I just uploaded the following from LinkedIn posted by Michael McKnight which is amazing advice for anyone who works with children who have experienced trauma or toxic relationships.
1. Create Safety – If the child is overwhelmed, perhaps guide them to a quiet corner or allow them to decompress by visiting the restroom. If you are in a classroom, maybe have a peace corner with a screen and comfortable blankets.
2. Regulate the Nervous System – Stress brings a predictable pattern of physiological responses and anyone who has suffered toxic stress or trauma is going to be quickly stressed into hyperarousal (explosive, jittery, irritable) or hyperarousal (depressed, withdrawn, zombie-like). No matter how ingenious our regulation strategies, how artsy-crafty we get with tools, the child has to find what works for them.
3. Build a Connected Relationship – This is the number one way to regulate the nervous system. When we are around people we care about our bodies produce oxytocin, which is the hormone responsible for calming our nervous system after stress. If we stay connected, then eventually the calm discussion of each perosn’s feelings and needs can take place.
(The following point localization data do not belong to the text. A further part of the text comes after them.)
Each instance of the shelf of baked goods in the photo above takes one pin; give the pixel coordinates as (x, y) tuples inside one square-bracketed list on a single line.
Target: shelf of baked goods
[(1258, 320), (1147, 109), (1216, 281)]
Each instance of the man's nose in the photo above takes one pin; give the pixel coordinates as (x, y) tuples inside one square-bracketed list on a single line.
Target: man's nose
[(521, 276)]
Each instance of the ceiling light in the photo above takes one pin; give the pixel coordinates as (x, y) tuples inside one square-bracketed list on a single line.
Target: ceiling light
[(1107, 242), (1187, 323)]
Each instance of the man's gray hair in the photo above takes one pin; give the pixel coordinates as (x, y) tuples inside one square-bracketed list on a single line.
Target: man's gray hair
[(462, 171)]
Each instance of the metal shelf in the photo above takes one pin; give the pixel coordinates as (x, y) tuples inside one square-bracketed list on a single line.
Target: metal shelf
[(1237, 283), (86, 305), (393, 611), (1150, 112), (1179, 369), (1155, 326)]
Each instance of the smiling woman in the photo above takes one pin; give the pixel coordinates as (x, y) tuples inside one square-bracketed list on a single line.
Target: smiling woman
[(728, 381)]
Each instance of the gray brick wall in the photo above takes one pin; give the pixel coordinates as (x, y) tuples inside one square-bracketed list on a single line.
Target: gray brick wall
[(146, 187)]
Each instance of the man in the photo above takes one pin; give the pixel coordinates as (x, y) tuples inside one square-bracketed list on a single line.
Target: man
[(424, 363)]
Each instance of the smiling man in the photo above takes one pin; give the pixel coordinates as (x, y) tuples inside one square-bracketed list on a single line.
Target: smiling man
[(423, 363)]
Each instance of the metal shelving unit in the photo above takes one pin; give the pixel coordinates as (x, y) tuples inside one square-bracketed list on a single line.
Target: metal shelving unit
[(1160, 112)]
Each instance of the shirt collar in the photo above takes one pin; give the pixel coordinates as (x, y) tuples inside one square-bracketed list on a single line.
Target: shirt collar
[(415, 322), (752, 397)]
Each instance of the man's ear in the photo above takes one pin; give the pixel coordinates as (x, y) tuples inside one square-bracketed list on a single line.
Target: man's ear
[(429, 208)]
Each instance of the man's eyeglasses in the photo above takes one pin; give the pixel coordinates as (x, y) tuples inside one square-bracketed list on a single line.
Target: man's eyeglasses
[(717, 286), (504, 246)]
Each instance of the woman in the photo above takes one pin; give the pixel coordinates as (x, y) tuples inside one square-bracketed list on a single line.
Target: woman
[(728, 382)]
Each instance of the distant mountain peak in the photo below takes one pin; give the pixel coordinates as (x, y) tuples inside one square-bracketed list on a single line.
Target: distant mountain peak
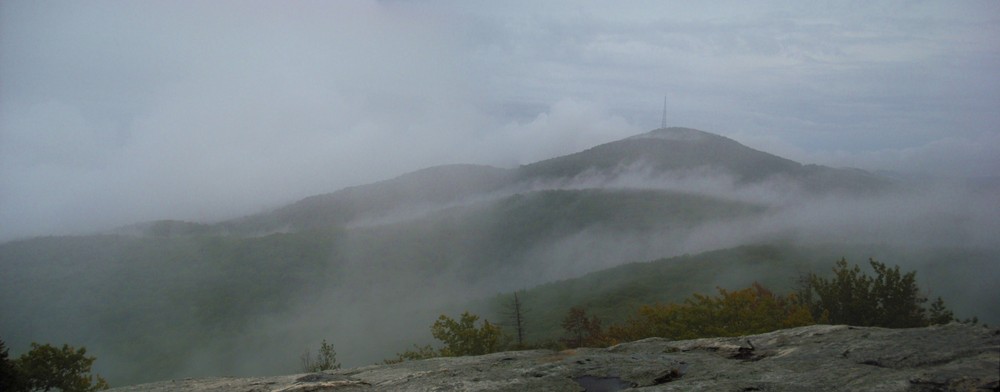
[(677, 134)]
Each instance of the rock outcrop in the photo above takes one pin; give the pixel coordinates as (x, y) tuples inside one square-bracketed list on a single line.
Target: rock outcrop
[(816, 358)]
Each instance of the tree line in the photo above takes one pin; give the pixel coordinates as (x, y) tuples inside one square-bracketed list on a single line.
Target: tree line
[(889, 298)]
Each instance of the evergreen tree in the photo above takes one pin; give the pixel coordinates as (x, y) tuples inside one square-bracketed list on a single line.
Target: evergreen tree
[(462, 337), (326, 359), (889, 299), (582, 330), (515, 314), (66, 369)]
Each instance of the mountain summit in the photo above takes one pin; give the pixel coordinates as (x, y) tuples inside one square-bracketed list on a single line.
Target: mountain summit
[(661, 153), (685, 149)]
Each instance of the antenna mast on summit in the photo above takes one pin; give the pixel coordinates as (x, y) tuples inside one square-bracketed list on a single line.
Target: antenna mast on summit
[(663, 123)]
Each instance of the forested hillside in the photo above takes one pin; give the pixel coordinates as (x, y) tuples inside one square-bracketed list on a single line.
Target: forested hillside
[(368, 268)]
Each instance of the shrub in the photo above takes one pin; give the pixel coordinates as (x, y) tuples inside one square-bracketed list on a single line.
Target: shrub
[(890, 299)]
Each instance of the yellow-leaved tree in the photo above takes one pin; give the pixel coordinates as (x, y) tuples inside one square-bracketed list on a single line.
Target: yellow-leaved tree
[(742, 312)]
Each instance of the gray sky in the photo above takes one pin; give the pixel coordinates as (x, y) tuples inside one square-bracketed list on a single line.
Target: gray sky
[(113, 112)]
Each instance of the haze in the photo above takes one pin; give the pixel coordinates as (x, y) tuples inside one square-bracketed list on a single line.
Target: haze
[(113, 112)]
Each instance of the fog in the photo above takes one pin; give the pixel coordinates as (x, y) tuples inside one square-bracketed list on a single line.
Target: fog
[(113, 112), (116, 112)]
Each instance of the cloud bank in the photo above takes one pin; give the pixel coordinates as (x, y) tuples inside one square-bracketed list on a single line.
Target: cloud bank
[(113, 112)]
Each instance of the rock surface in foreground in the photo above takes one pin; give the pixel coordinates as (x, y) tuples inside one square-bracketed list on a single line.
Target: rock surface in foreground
[(821, 357)]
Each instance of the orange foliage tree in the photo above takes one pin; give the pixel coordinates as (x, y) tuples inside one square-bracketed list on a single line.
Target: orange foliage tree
[(743, 312)]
4. Support Development of Coherent Narrative – Creating predictability through structure, routines and the presence of reliable adults helps reduce the chaos a child may feel and allows them to start creating the kind of logical sequential connections that not only help them understand their own narrative, but are also the fundamental requirement of many types of learning.
5. Practice ‘Power-With’ Strategies – One of the hallmarks of trauma is a loss of power and control. When someone is wielding power over you with no regard to your thoughts or feelings, the toxic shame of the original trauma may come flooding back. As adults, we should use our power well. If we model a ‘power-with’ relationship with children its our best chance of creating adults who will treat others with the same dignity and respect.
6. Build Social Emotional and Resiliency Skills – Trauma robs us of time spent developing social and emotional skills. The brain is too occupied with survival to devote much of its energy to learning how to build relationships and it’s a good chance we didn’t see those skills modeled for us. Learning to care for one another is the most important job we have growing up.
7. Foster Post-Traumatic Growth – We know that there are qualities and skills that allow people to overcome the most devastating trauma and not just survive but find new purpose and meaning in their lives. Problem solving, planning, maintaining focus despite discomfort, self-control and seeking support are all known to lead to post-traumatic growth and are skills we can foster in children.